こういった解説動画を見て改めて思うのは、外的要因も含めた構造分析こそが重要であり、ゼロ百の二項思考は不毛の極みということだ。
例えば日本の製造業について、「いらない機能をやたら付け加える」という問題が指摘されているが、これはいわゆる三種の神器が家庭に普及してフォード式の時代が終わりを告げた以上、どういう付加価値をつけるのかというポストフォード式の戦略になること、自体は必然性があった。
しかし、その付加価値が、いわば現場のメーカーオタク的な、あるいは他社との競争意識に基づいたマニアックな機能追加でしかなく、全くと言っていいほど顧客目線に立っていなかったから、失敗したのである。
ついでに言えば、高度経済成長を終えてバブル経済をた日本が競うべきはアメリカが目指すようなIT産業だったりしたわけたが、むしろ「ものづくり大国」として途上国と争うことを選択したので、そりゃあ人件費などの面から言っても価格競争で勝てるわけがないのは至極当然の話であった。
もう少し話を広げて仮に「日本的組織」みたいな話をするなら、例えば日本社会は「空気を読む」と言われるようにハイコンテクスト文化とされるが、これは人の流動性が低い江戸時代の村落共同体ならむしろ無駄なものを省くという意味で合理的と言える。

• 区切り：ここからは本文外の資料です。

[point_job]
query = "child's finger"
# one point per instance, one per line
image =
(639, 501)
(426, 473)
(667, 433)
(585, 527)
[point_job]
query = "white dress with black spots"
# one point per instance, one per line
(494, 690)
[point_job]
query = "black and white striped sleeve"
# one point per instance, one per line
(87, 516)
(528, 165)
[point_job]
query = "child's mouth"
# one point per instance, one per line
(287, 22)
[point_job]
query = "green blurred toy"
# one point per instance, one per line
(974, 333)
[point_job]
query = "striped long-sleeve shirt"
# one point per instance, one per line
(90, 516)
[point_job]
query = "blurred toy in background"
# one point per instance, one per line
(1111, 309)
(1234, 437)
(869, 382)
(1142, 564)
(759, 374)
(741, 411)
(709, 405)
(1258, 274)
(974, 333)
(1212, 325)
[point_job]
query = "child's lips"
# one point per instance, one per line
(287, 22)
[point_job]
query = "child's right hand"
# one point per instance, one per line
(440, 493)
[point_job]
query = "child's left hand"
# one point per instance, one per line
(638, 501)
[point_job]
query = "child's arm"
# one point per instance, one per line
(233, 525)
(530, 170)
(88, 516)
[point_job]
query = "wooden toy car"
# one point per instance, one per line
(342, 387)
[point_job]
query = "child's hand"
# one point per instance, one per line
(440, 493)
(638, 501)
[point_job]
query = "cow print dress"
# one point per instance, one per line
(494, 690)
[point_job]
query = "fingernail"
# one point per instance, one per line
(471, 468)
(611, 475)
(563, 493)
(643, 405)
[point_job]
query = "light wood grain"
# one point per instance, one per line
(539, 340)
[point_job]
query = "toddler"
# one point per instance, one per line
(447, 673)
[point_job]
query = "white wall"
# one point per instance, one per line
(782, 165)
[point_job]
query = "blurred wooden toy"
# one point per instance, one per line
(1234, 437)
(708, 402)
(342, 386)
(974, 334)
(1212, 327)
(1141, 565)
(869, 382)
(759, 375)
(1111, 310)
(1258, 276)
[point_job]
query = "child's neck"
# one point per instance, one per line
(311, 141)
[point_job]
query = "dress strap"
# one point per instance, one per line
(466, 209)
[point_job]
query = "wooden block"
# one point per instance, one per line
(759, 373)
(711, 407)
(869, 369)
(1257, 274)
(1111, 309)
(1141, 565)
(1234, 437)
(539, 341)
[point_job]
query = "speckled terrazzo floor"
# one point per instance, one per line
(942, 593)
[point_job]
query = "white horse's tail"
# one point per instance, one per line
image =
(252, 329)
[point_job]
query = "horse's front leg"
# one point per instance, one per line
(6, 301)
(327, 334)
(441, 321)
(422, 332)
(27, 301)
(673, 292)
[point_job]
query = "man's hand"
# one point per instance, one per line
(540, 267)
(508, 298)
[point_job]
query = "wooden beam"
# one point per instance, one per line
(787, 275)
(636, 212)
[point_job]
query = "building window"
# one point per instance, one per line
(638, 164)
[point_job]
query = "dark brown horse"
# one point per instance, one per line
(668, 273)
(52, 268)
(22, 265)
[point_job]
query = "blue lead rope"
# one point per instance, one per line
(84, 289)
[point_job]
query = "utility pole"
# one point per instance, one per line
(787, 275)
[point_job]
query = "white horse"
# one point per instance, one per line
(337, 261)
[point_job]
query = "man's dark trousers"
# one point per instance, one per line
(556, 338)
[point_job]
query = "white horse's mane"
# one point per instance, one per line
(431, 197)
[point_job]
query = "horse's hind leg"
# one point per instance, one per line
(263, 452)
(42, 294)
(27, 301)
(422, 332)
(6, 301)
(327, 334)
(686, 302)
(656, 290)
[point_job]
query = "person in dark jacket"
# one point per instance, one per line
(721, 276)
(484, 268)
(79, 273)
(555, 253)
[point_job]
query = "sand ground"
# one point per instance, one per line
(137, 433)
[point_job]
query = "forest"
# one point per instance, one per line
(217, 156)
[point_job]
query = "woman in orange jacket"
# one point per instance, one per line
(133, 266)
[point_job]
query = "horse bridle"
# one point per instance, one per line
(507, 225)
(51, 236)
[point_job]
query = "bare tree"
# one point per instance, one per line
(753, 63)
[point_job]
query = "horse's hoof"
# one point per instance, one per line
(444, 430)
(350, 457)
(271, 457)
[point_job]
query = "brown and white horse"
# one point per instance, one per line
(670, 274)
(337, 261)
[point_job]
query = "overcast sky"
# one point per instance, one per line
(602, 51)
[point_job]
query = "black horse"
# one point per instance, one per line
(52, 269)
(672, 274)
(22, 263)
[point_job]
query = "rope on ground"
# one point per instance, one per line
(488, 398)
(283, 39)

しかし、人の流動性が高まり価値観が多様化した(=共通前提の多くが崩れた)社会では、「言わないとわからない」のでそのようなコミュニケーション様式が非合理的なものとなるのである。よってそのようなやり方を現代において「昔はこうだったから」という理由で押し通そうとするなら、端的に言って愚昧の極みである。
この動画では日本企業の組織的特徴の強みや弱み、あるいは外的な政治環境の変化が国内の経済政策に与えた影響など、様々な側面から日本の電機メーカー衰退の構造を説明しており、こういったアプローチは他の分野について考察する場合でも極めて重要だと感じたので紹介した次第だ。